Approach get-rich-quick schemes with a healthy dose of skepticism. Success in the real estate business depends on treating it like any other business—not a hobby or a side gig—and it requires time and hard work. Before you start thinking about whether you’d rather represent others as a real estate agent or invest in properties to flip or rent, think about how you intend to spend your time in your real estate venture.

Even if your intention is to simply let your money participate, as in a REIT, real estate-related mutual fund, or crowdfunded investment, you still have to pay attention to market conditions and watch performance closely. You’ll have to deal with the tax implications of your purchases and sales along with your gains and losses in every transaction.

Take an Honest Inventory of Your Skills

Sit down and think about your skills. The real estate business requires marketing, financial, and organizational skills, as well as attention to detail, a commitment to continuous learning, assertiveness, and networking. Ability with numbers and relationships with banks, contractors, and tradespeople are all important, and integrity and honesty are essential. Decide whether you like to work for others or on your own, managing your money while property managers take care of the day-to-day operations of your rentals.

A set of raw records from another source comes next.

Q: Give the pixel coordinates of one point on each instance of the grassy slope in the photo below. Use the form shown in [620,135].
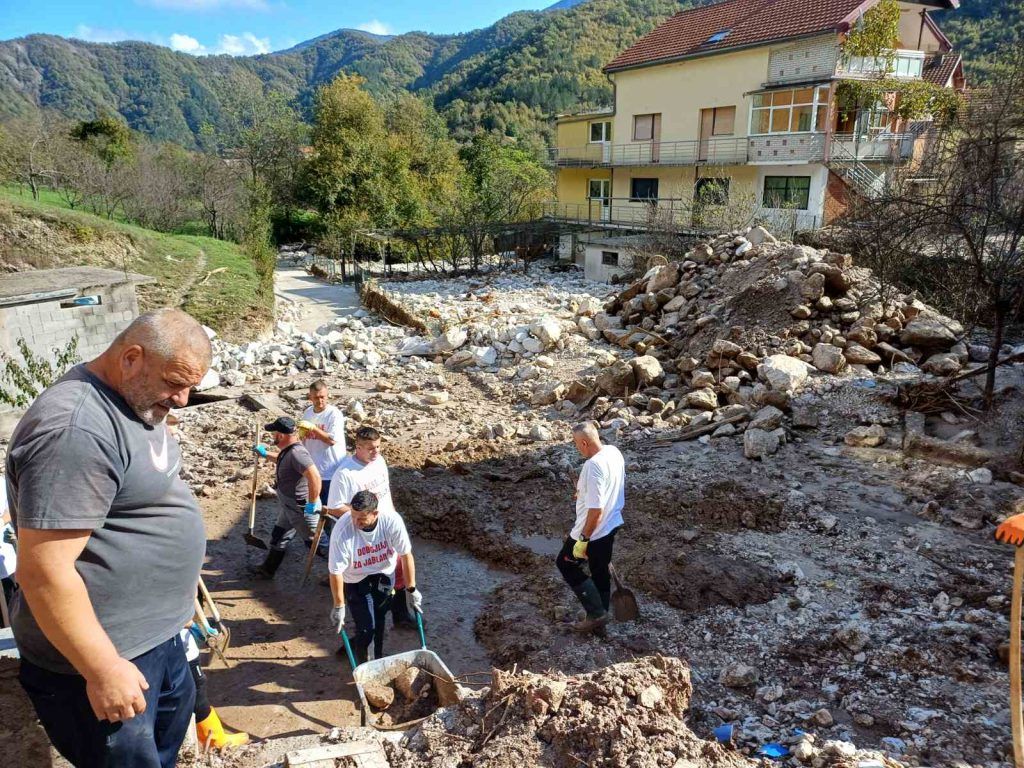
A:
[227,301]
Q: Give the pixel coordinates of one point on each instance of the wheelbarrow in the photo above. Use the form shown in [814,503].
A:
[383,672]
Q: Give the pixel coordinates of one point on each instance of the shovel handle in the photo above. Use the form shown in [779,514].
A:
[348,649]
[419,626]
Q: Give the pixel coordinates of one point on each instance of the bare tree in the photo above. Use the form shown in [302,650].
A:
[955,223]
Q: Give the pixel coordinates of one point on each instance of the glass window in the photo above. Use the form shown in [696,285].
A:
[712,192]
[786,192]
[724,119]
[762,120]
[600,132]
[643,127]
[803,118]
[803,96]
[643,188]
[780,121]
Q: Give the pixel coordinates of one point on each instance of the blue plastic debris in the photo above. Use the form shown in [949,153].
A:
[774,751]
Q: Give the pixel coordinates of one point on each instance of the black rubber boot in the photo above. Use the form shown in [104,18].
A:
[590,598]
[269,566]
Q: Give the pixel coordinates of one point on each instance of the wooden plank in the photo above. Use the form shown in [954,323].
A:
[327,755]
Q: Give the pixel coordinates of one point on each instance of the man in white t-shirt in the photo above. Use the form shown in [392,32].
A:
[586,554]
[323,433]
[366,546]
[364,470]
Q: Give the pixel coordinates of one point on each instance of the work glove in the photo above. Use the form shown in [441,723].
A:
[414,599]
[338,619]
[580,549]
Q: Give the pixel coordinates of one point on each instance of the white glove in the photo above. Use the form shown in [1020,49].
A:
[414,599]
[338,617]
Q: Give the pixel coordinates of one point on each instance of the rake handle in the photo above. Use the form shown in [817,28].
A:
[1016,719]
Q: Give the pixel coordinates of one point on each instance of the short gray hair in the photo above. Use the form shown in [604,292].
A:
[589,430]
[168,333]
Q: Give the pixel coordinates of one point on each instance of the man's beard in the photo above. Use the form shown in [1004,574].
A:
[140,401]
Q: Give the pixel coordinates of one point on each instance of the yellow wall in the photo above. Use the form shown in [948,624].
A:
[680,90]
[576,132]
[572,182]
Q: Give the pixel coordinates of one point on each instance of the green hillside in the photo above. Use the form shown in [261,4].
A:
[510,78]
[211,279]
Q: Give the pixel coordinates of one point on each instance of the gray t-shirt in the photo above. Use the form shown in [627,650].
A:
[293,487]
[80,459]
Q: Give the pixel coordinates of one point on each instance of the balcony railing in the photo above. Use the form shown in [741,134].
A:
[904,64]
[694,152]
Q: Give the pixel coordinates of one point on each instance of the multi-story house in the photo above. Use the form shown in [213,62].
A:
[735,104]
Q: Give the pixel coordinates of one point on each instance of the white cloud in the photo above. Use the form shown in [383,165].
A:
[204,5]
[245,44]
[186,44]
[376,28]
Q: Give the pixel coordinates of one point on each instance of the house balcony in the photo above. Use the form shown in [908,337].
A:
[904,65]
[687,153]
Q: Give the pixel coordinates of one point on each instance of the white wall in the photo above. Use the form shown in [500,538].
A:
[816,198]
[594,269]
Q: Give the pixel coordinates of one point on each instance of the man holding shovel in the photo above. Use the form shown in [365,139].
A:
[366,547]
[586,554]
[298,485]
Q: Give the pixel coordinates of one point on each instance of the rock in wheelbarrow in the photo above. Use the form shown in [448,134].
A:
[379,696]
[411,682]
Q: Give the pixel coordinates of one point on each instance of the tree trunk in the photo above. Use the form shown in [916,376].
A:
[993,353]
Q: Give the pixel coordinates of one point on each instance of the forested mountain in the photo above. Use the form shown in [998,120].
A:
[510,78]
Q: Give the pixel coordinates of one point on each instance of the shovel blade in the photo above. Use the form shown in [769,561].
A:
[255,541]
[624,605]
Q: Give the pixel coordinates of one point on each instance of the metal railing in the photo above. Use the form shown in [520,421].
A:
[730,151]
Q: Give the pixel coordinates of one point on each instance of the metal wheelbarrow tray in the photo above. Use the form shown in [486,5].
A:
[384,671]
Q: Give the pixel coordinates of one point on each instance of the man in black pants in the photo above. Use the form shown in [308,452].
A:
[366,546]
[298,485]
[586,554]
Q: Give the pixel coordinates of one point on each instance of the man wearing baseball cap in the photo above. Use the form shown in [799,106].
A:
[298,485]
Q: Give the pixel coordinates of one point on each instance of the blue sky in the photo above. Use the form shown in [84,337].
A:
[244,27]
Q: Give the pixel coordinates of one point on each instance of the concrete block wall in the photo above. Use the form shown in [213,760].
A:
[808,59]
[46,326]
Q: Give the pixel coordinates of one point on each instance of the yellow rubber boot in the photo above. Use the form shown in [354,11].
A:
[212,729]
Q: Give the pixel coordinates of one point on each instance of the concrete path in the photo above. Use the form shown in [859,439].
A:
[321,301]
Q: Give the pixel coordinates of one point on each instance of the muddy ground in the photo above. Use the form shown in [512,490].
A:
[861,588]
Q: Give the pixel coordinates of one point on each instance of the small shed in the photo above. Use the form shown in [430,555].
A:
[609,257]
[49,307]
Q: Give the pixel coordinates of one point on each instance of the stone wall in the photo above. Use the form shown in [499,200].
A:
[52,324]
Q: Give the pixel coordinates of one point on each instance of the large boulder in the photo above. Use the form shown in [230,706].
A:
[783,373]
[827,357]
[702,399]
[666,276]
[616,378]
[648,371]
[928,333]
[759,443]
[450,340]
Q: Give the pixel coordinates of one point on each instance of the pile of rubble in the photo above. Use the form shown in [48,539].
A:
[499,321]
[630,714]
[733,332]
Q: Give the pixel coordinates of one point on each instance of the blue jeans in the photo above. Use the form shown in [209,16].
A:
[147,740]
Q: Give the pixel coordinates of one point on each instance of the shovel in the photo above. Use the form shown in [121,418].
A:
[251,539]
[624,602]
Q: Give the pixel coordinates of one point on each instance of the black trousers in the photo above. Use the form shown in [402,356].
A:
[595,566]
[368,602]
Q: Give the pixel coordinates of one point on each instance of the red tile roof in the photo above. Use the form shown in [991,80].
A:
[938,70]
[749,22]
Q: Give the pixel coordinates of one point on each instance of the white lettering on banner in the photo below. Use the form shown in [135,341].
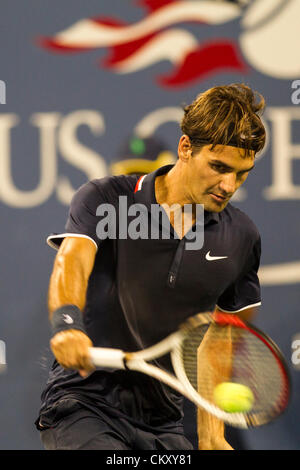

Take the Course and the Exam

You don’t have to have a license to invest in real estate, but you do if you intend to be a real estate agent. By taking the course and earning your license, you’ll get a good grounding in the principles of the business, an understanding of everything involved in buying and selling real property, and professional credibility. Agents adhere to high ethical standards and all legal requirements that apply to buying and selling property.

Agents must work under real estate brokers, who have earned a higher level of licensure, usually after a few years of work as an agent. The broker manages several agents, ensures their compliance with real estate laws and regulations, and takes a cut of their commissions.

BRRRR

Most places, this means, “Man, it’s cold outside!” In real estate, it means “buy, rehab, rent, refinance, repeat.” It describes a lifecycle for building a real estate investment portfolio of rental properties. First, buy a property, fix it up, rent it out, demonstrate that its value has increased, thereby increasing your equity in the property, and refinance. The rental income pays for the new mortgage and frees the investor to seek the next property to repeat the entire process.

Another tip for getting started in the real estate business is to avoid being taken in by common misconceptions about real estate investing. It’s possible to start small, even with no cash at all, and build a business one property at a time.

Whether you seek licensure as an agent or income from investments, do your homework, learn the market, and commit to staying current with market conditions and real estate laws, and you’ll be off to a good start in the real estate business.